Sovik Kumar Nass AI/ML and is a senior AI solution architect with AWS. He has experience designing end-to-end machine learning and business analytics solutions in finance, operations, marketing, healthcare, supply chain management and IoT. He holds a master's degree from the University of South Florida Friborg University Swiss University and a bachelor's degree from the Indian Institute of Technology Haragpur. Outside of work, Sovik likes to travel, ride ferries and watch movies.

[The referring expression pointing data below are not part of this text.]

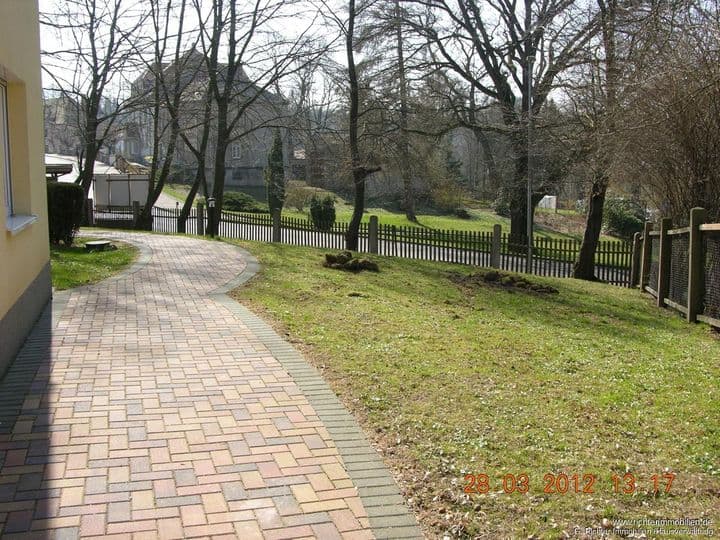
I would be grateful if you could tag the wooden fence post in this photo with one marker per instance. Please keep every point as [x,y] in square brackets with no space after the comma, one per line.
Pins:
[373,234]
[276,225]
[201,219]
[635,261]
[645,255]
[136,213]
[696,264]
[664,261]
[495,247]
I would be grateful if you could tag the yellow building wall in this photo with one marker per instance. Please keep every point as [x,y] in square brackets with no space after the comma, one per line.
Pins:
[24,255]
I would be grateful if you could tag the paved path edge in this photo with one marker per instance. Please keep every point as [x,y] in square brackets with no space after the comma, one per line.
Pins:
[387,511]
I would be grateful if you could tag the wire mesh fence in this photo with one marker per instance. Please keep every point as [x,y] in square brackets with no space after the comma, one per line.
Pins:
[653,274]
[679,268]
[711,292]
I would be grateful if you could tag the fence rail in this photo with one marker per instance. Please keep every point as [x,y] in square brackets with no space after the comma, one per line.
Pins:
[551,257]
[681,267]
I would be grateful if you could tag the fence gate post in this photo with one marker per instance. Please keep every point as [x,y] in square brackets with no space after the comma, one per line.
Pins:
[201,219]
[495,247]
[89,213]
[276,225]
[635,261]
[696,264]
[373,234]
[136,213]
[664,261]
[645,255]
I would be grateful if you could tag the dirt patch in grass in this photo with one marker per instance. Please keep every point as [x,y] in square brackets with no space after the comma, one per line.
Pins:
[496,278]
[75,266]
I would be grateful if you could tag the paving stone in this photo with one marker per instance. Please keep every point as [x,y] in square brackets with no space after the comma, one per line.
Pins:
[152,405]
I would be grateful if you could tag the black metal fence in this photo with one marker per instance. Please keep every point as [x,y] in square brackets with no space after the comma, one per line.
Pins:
[551,257]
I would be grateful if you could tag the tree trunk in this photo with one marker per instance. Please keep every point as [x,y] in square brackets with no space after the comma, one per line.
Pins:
[493,174]
[404,143]
[359,173]
[187,205]
[585,265]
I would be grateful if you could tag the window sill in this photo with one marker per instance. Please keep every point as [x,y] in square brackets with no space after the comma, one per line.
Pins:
[18,222]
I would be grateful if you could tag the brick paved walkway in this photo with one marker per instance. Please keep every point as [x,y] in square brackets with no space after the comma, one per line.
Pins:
[151,405]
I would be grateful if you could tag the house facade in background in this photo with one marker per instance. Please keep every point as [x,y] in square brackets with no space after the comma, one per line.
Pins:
[24,253]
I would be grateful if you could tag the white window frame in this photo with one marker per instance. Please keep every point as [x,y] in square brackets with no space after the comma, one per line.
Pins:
[5,148]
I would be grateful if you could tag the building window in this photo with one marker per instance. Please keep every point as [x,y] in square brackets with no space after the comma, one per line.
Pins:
[5,148]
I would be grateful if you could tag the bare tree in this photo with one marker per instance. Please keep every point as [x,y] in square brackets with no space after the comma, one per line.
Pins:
[513,53]
[604,126]
[671,123]
[98,39]
[257,59]
[169,83]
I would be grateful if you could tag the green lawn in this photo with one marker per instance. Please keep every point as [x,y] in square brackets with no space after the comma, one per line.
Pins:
[452,380]
[481,219]
[74,266]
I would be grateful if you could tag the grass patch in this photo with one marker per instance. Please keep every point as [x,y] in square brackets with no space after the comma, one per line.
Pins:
[74,266]
[452,380]
[176,191]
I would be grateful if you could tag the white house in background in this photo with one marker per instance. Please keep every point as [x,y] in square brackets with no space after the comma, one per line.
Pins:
[110,187]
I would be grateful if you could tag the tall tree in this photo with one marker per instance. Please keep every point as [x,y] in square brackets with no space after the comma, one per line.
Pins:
[166,95]
[275,175]
[98,39]
[359,170]
[604,126]
[513,53]
[254,66]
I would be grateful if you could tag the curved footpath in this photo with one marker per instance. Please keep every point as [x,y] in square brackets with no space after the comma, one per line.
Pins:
[151,405]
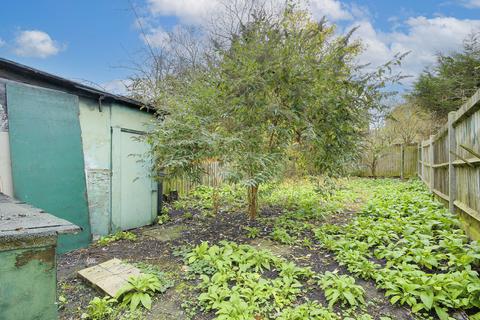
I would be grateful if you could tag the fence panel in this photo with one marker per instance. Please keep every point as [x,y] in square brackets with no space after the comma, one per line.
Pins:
[390,163]
[455,164]
[213,177]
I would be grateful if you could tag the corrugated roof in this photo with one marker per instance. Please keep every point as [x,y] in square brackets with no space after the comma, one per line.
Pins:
[68,85]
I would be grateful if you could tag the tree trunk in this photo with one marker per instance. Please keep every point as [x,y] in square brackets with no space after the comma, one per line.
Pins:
[215,200]
[252,202]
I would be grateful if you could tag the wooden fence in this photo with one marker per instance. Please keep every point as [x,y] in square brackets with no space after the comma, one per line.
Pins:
[449,164]
[395,161]
[213,177]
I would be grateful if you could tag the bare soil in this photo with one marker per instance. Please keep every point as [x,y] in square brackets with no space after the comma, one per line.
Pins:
[156,245]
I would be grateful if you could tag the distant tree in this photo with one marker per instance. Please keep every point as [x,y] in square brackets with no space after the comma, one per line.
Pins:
[452,80]
[408,123]
[283,80]
[374,148]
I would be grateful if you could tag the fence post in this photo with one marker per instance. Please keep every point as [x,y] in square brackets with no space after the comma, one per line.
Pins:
[452,177]
[402,162]
[432,162]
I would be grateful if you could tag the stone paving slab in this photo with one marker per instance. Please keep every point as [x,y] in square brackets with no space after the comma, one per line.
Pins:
[110,276]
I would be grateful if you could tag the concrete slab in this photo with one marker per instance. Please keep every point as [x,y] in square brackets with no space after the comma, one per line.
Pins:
[110,276]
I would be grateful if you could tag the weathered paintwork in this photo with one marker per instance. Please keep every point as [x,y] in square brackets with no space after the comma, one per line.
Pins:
[28,281]
[47,156]
[118,184]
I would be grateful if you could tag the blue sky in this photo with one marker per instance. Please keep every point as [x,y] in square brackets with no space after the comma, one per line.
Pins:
[98,40]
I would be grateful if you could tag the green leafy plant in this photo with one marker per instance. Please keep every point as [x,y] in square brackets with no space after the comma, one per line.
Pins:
[99,308]
[429,263]
[341,289]
[139,290]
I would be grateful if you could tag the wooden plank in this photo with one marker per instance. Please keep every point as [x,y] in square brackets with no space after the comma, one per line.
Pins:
[432,162]
[470,106]
[440,194]
[440,165]
[452,177]
[472,161]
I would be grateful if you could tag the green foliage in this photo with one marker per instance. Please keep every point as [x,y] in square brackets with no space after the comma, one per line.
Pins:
[341,289]
[309,310]
[120,235]
[140,289]
[285,84]
[453,79]
[429,263]
[252,232]
[233,281]
[99,308]
[163,218]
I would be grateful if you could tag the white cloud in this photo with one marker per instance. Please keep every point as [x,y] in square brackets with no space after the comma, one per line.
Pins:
[423,37]
[201,11]
[472,3]
[35,43]
[117,86]
[189,11]
[157,37]
[332,9]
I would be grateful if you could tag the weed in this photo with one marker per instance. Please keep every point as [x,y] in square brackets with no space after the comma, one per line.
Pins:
[120,235]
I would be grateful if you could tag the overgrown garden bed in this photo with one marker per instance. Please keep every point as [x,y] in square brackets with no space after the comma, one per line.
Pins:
[343,249]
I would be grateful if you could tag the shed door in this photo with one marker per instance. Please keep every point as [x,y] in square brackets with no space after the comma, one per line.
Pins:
[133,191]
[47,156]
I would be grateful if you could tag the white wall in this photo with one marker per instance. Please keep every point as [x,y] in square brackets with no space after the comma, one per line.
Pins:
[6,185]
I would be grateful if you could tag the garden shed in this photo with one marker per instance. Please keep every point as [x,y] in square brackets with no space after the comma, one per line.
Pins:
[75,152]
[28,237]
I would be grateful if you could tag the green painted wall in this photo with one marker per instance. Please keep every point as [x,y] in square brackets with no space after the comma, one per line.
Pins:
[47,156]
[97,130]
[28,283]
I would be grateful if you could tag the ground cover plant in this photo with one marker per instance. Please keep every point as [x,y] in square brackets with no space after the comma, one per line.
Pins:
[120,235]
[239,282]
[412,247]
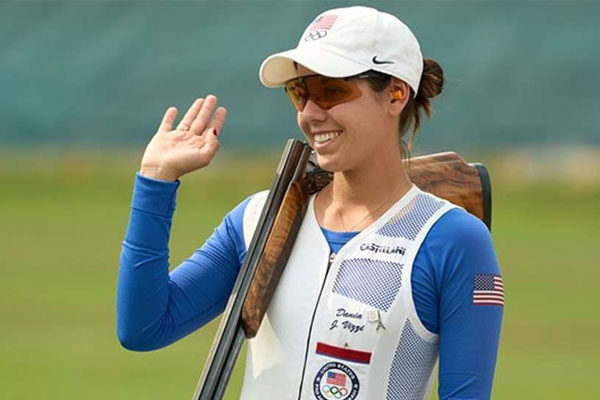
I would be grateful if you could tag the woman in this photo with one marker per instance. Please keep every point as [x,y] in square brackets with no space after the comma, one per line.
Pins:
[382,277]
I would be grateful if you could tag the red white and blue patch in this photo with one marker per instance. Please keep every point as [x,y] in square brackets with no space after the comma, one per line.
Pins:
[488,290]
[343,353]
[336,381]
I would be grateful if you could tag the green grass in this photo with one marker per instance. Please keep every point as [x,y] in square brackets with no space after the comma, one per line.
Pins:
[63,219]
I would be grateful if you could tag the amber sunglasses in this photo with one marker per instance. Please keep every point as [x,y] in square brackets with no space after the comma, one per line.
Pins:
[324,91]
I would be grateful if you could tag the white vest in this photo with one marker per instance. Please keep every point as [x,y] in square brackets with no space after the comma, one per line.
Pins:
[344,326]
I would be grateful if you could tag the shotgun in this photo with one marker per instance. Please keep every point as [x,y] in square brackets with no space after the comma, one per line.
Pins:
[446,175]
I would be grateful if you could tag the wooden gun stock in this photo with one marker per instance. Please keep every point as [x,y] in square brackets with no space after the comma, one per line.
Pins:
[449,176]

Ishan Sin A Sr. Generated AI Data Scientist at Amazon Web Services, helping customers build innovative, responsible generative AI solutions and products. With a strong AI/ML background, Ishan specializes in building generation AI solutions that drive business value. Outside of work, he enjoys playing volleyball, exploring local bike paths, and spending time with his wife and dog Bo.

Koushik Mani I am an Associate Solutions Architect at AWS. He worked as a software engineer for two years at Telstra, focusing on machine learning and cloud computing use cases. He received his Master's degree in Computer Science from the University of Southern California. He is passionate about machine learning and generative AI use cases and building solutions.

Rishabh Agrawal I am a senior software engineer working on AWS AI services. In his spare time, he enjoys hiking, traveling and reading.

Sriya Sharma I am AWS Senior Technical Product Manager and is committed to leveraging the power of generator AI to deliver innovative, customer-centric products. Sriya holds a master's degree from Duke University. Outside of work, she loves to travel, dance and sing.